White Rhino Sculpture

I recently completed a white rhino sculpture for the David Shepherd Wildlife Foundation (DSWF) annual Wildlife Artist of the Year exhibition. Survivor is inspired by the story of a real life white rhino calf named Thandi. The story goes back to 2012 and South Africa’s Kariega Game Reserve. Thandi, along with two other white rhinos, was brutally poached for her horns.

Thandi Rhino Calf

Incredibly, and against the odds, Thandi survived the attack. She needed medical intervention to repair the wounds to her face, followed by the world’s first rhino skin-graft. During these procedures, a blood test revealed she was pregnant. A few months later Thembi was born.

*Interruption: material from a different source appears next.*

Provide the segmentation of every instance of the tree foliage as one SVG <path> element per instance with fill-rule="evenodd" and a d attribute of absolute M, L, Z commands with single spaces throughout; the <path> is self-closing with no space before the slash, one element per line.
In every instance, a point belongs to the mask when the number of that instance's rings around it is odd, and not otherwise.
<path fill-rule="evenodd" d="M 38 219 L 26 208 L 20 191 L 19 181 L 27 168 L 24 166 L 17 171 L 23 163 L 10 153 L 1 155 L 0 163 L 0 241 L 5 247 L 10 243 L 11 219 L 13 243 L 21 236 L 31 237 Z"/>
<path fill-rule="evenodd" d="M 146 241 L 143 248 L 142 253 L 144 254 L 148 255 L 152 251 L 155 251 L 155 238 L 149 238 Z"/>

To celebrate Thembi’s birth I sculpted Thandi’s Girl for the 2015 Wildlife Artist of the Year exhibition. This was the year I won the competition. I was thrilled when I learned that all of the works I featured in the exhibition had sold, as half the proceeds go directly towards wildlife conservation projects.

White Rhino Sculpture

Thandi has gone on to have three more calves. Since her rescue, her daughter Thembi has had her very first calf, so Thandi is now a grandmother! It’s hard to imagine a more life affirming outcome for a story with such a dark beginning. Click here to read more about Thandi’s story.

Fast forward to 2021, and I felt it was important to celebrate this new life in a new white rhino sculpture, Survivor. This little rhino looks vulnerable but he’s in good condition, his legs are strong, he’s alert and – like his family before him – he’s a born survivor.

But all rhinos need our protection and support to survive the continual threat of poaching. For this reason Survivor will feature in the DSWF 2021 Wildlife Artist of the Year exhibition. The proceeds from the sale will go directly towards rhino conservation.